Database Sharding – Horizontal Partitioning for massive scalability
Database Sharding (made popular by Google) is a method of horizontal partitioning in a database and the approach is highly scalable and provides improved throughput and overall performance. Database Sharding can be defined as a “shared-nothing” partitioning scheme for large databases across a number of servers each with their own CPU, memory and disk. Simply put, break the database into smaller chunks called “shards” (each becoming a smaller database by itself) and spread those across a number of distributed servers.
The main advantage of Database Sharding approach is improved scalability, growing in a near-linear fashion as more servers are added to the network. Other benefits of having smaller databases are:
- Easier to Manage – smaller databases means that the regular activities like backup, database optimization etc. can be handled independently and in parallel.
- Faster – Smaller databases mean that the ratio of memory to disk is improved resulting in reduced disk I/O, less contention for resources and in turn the performance as well as throughput improves.
- Less Cost – Lower cost open source databases which doesn’t require licensing per server results in direct cost savings. Also unlike traditional partitioning techniques which rely on shared facilities (like expensive SANs), sharding typically involves commodity hardware which again translates to significant cost savings.
Sharding typically uses a distributed hash table (DHT) that provides a lookup service similar to a hash table where any participating node an efficiently retrieve the value associated with a given key.
The characteristics emphasized by DHT are Decentralization (without any central co-ordination), Scalability (function efficiently with thousands of nodes), Fault tolerance (reliable even with nodes continuously joining, leaving and failing). These goals are achieved using a key technique so that any one node needs to coordinate with only a few other nodes in the system – so that only a limited amount of work needs to be done for each change in membership. This allows a DHT to scale to extremely large numbers of nodes and to handle continual node arrivals, departures, and failures.
Most DHTs use consistent hashing to map keys to nodes. This technique employs a function δ(k1,k2) which defines an abstract notion of the distance from key k1 to key k2. Each node is assigned a single key called its identifier (ID). A node with ID ix owns all the keys km for which ix is the closest ID, measured according to δ(km,in). Consistent hashing has the property that removal or addition of one node changes only the set of keys owned by the nodes with adjacent IDs, and leaves all other nodes unaffected.
Conceptually, Sharding broadly falls under three categories:
1. Vertical partitioning – All the data related to a specific feature of a product are stored on the same machines. Storing infrequently used or very wide columns on a physically different device is an example. It is also referred to as “row splitting” – as the row is split by its columns.
2. Key-based partitioning – In this, the part of the data itself is used to do the partitioning. Most common approach is to use a one-way hashing algorithm to map the data to be accessed to one of the shards that store it.
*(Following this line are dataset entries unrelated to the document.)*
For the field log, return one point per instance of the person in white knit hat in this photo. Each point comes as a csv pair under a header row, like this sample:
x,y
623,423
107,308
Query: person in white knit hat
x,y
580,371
Natural hashes can as well be used – in case of numbers as key, the key mod N (number of shards), in case of dates, it could be based on time interval, could be based on first letter of the name, and for amounts it could be based on the range of value. Similarly a list of values can be used to assign a partition – e.g., list of countries grouped into continents.
3. Directory-based partitioning – In this scheme, a lookup table that keeps track of which data is stored in which shard is maintained in the cluster. This approach has two drawbacks – the directory can become a single point of failure and there is a performance overhead as the directory has to be accessed every time to locate the shard.
Composite partitioning that allows a combination of the partitioning schemes are also used, say applying a range partitioning first and then a hash partitioning.
The distributed nature of multiple shard databases increases the criticality of a well-designed fault-tolerant and reliable approach which makes the following necessary:
- Database Shard redundancy – ensuring at least two “live” copies of each shard are available in the event of an outage or server failure. It going without saying that multiple copies in turn require a high-performance, efficient and reliable replication.
- Automated backups of individual database shards
- Redundancy at various levels, involving cost-effective hardware
- Automated failover when an outage or server failure occurs
Distributed queries, that can perform faster and use parallel processing of interim results on each shard server, need the ability of the system to handle them in a seamless manner for the application (MapReduce is one such example).
Various Sharding schemes exist and each has inherent characteristics and performance advantages when applied to a specific problem domain. Database Sharding to be effective needs to be application specific. A single application can use more than one shard scheme, each applied to a specific portion of the application to achieve optimum results.